North Korea should never have been allowed to get to this stage, because if they use their nukes, hundreds of thousand of people (or more) will be dead just like in Hiroshima and Nagasaki. Fortunately, that could never have happened with Iraq thanks to our fearless leader .


You seem to be unable to make much of a counter-argument yourself, or at least, this doesn't qualify. This is a very hard post to answer, because it's so disorganized, rarely consistes of complete sentences, and is kind of all over the map.

In short, your arguments are pathetic and illogical, which is perhaps why you declined to make any coherent response.


You are your own counter-argument, Brandon. These pathetic and illogical arguments were/are yours.

I think that if that were true, if the fallacies in my logic were so clear, you would make counter-arguments to my arguments, which so far you haven't done.
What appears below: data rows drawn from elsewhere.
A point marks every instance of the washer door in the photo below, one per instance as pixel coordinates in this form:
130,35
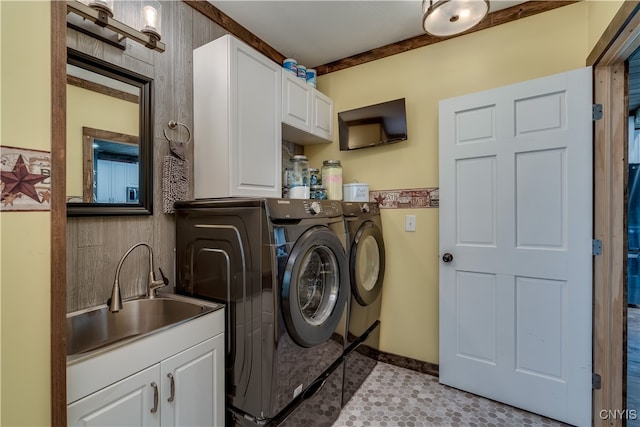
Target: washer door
366,263
314,289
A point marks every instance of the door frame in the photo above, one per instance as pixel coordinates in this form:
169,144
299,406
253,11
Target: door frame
618,42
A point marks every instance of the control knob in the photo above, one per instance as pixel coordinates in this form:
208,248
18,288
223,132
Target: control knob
314,208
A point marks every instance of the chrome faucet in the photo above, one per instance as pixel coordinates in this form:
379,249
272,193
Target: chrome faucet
115,302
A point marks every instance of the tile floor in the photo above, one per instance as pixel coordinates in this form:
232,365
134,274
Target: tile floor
393,396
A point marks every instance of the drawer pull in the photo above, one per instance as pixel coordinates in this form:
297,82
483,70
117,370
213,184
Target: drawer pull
155,398
173,388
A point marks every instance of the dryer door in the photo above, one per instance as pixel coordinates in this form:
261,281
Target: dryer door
314,287
366,263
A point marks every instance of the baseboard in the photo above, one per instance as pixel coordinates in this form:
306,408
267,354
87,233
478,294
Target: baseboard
401,361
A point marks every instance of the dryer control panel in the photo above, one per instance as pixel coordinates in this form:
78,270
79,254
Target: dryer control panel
303,208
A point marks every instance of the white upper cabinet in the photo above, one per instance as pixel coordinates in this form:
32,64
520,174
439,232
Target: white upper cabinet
237,121
307,114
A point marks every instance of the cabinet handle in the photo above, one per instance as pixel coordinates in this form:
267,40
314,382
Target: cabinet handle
173,388
155,398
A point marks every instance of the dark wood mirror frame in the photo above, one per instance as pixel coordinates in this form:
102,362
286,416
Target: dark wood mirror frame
145,204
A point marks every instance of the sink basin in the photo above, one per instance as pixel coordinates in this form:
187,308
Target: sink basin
95,329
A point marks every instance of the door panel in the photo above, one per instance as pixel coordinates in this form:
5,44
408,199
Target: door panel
515,213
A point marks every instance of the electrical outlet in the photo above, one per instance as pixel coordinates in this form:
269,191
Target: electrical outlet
410,223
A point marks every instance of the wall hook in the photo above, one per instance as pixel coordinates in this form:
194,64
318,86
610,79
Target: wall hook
172,125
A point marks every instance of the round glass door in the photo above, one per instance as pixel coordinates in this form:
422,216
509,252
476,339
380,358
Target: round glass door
367,263
314,287
318,285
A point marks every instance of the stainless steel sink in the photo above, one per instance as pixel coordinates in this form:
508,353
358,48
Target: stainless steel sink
98,328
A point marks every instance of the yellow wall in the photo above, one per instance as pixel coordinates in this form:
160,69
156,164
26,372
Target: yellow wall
25,250
86,108
600,14
540,45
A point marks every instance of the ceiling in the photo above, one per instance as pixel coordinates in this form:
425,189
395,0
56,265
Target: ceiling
317,32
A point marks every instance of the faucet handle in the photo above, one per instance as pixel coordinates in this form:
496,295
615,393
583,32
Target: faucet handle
165,280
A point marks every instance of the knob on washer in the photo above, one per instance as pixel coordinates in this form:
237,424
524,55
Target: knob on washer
315,208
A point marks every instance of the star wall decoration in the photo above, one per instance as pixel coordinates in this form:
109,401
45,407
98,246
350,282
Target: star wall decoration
25,179
19,180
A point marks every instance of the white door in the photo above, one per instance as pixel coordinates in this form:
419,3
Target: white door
516,218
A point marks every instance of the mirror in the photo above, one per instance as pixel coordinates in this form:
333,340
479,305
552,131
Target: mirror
109,139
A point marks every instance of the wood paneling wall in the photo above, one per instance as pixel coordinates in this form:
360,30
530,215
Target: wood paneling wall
95,244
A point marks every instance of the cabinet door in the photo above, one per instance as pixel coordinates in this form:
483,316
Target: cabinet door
296,102
256,129
322,120
193,389
126,403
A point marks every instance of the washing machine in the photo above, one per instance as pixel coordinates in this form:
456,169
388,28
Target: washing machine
366,258
280,267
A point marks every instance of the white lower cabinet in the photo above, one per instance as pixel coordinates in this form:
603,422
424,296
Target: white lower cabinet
184,390
125,403
195,380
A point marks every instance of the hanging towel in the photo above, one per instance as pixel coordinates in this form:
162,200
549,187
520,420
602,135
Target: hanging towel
175,182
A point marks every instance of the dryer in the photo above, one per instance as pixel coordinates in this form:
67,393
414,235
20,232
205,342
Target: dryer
280,267
366,258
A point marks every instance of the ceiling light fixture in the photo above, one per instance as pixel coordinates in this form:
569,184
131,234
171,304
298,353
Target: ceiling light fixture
110,30
444,18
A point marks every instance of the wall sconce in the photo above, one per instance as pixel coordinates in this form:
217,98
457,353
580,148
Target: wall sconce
444,18
112,31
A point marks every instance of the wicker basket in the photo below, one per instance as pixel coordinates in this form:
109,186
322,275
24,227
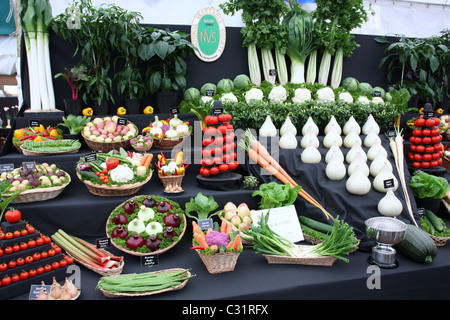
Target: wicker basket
108,272
114,191
108,146
171,180
219,262
134,253
310,261
168,143
38,194
178,287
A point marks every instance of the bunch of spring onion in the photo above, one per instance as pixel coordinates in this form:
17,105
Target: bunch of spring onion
300,26
396,146
86,252
143,282
35,17
266,241
341,241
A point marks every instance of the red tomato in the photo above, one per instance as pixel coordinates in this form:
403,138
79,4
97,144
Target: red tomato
425,164
214,170
429,122
13,215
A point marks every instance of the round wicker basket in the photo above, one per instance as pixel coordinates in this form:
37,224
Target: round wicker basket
148,293
134,253
219,262
114,191
38,194
108,146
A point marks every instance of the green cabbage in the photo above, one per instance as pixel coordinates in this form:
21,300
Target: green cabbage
225,85
192,95
365,89
207,89
242,82
350,84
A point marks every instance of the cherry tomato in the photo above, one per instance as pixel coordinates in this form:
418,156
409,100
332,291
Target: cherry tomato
6,281
13,215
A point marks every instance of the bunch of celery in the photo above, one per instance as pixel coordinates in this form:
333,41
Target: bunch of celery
35,18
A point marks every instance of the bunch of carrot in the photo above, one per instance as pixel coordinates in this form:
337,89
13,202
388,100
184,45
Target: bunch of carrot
146,160
260,155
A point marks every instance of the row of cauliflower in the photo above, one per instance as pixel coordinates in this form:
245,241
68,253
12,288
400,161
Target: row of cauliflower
241,89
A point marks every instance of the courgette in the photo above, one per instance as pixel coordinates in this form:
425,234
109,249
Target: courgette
417,245
434,220
316,225
87,175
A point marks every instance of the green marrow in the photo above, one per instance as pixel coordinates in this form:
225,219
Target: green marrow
417,245
436,223
316,225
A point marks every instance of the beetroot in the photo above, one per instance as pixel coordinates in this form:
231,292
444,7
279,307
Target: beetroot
169,233
163,206
130,206
153,242
149,202
120,219
119,232
172,220
135,241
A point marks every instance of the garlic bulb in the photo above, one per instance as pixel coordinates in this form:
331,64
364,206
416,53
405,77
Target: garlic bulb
333,124
353,151
332,137
375,150
310,137
358,163
268,129
371,138
378,163
358,183
288,126
310,124
288,140
351,124
390,205
335,169
351,139
56,289
334,148
370,124
384,175
311,154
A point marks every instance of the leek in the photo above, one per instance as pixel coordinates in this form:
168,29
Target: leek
300,28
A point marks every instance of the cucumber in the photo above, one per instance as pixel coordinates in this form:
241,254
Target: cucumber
417,245
434,220
316,225
88,175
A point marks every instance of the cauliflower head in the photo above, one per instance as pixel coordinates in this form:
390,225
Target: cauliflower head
325,95
278,94
301,95
254,94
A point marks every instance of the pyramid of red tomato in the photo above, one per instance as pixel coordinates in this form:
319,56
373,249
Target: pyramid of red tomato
219,148
426,147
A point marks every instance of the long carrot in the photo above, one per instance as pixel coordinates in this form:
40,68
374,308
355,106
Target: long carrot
258,153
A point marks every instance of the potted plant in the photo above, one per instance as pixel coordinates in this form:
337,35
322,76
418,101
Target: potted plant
129,79
75,77
92,28
74,124
167,70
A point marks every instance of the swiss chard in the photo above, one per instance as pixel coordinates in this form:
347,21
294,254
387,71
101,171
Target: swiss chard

The fact that you engage only in name calling without even an accompanying argument, or at best post argument fragments, would be more likely to indicate an inability to support one's view. I may engage in name calling, but it is pretty much always accompanied by a real defense of my viewpoint. What you are selling here, "I could prevail in this debate, but I am so far above you that I won't bother," is what people who cannot defend their views say, and constitutes only a forfeit.